Observa-se que a atividade apresenta regulação apta a proteger o ambiente e assegurar a realização de uma atividade econômica sustentável. Todavia, à luz dos conflitos identificados entre a carcinicultura e a proteção dos manguezais, impõe-se refletir sobre a necessidade de ajustes na legislação vigente.
Sugere-se, como exemplo de medida de aperfeiçoamento normativo, a inclusão, no Código Florestal, da possibilidade de supressão de vegetação em Área de Preservação Permanente (APP) de manguezal para atividades classificadas como de baixo (o que já existe) e médio impacto ambiental, desde que a área esteja contemplada em zoneamento ecológico-econômico aprovado e que a intervenção seja condicionada à prévia autorização do órgão ambiental competente, mediante a execução de medidas compensatórias em áreas públicas de mangue degradado (a serem indicadas pelo órgão ambiental competente pelo licenciamento ambiental da atividade), destinadas à regeneração e recuperação ambiental, inseridas preferencialmente dentro de uma mesma bacia hidrográfica.
Tal proposta visa promover a efetiva conciliação entre a proteção dos ecossistemas costeiros e a dinamização de atividades econômicas sustentáveis, concretizando, assim, o princípio do desenvolvimento sustentável que inspira a ordem constitucional e a legislação ambiental brasileira.
Referências bibliográficas
BANCO DO NORDESTE DO BRASIL (BNB).

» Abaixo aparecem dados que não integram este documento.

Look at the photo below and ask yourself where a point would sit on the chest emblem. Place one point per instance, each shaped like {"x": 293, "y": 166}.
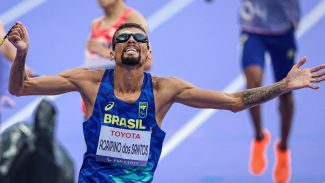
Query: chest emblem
{"x": 143, "y": 109}
{"x": 109, "y": 106}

Análise do comércio e mercado de camarão cultivado. Fortaleza: Banco do Nordeste do Brasil, 2023. Disponível em: https://www.bnb.gov.br/s482-dspace/bitstream/123456789/1736/4/2023_CDS_274.pdf. Acesso em: 28 abr. 2025.
BRASIL. Lei nº 12.651, de 25 de maio de 2012. Disponível em: https://www.planalto.gov.br/ccivil_03/_ato2011-2014/2012/lei/L12651compilado.htm. Acesso em: 26 abr. 2025.
FOOD AND AGRICULTURE ORGANIZATION OF THE UNITED NATIONS. Giant river prawn (Macrobrachium rosenbergii). FAO Fisheries and Aquaculture Department, 2009. Disponível em: https://www.fao.org/fishery/docs/CDrom/aquaculture/I1129m/file/en/en_giantriverprawn.htm. Acesso em: 26 abr. 2025.
GRUPO INTEGRADO DE AQUICULTURA E ESTUDOS AMBIENTAIS (GIA). Camarão marinho Litopenaeus vannamei (Boone, 1931). GIA, 2022. Disponível em: https://gia.org.br/portal/camarao-marinho-litopenaeus-vanammei-boone-1931/. Acesso em: 26 abr. 2025.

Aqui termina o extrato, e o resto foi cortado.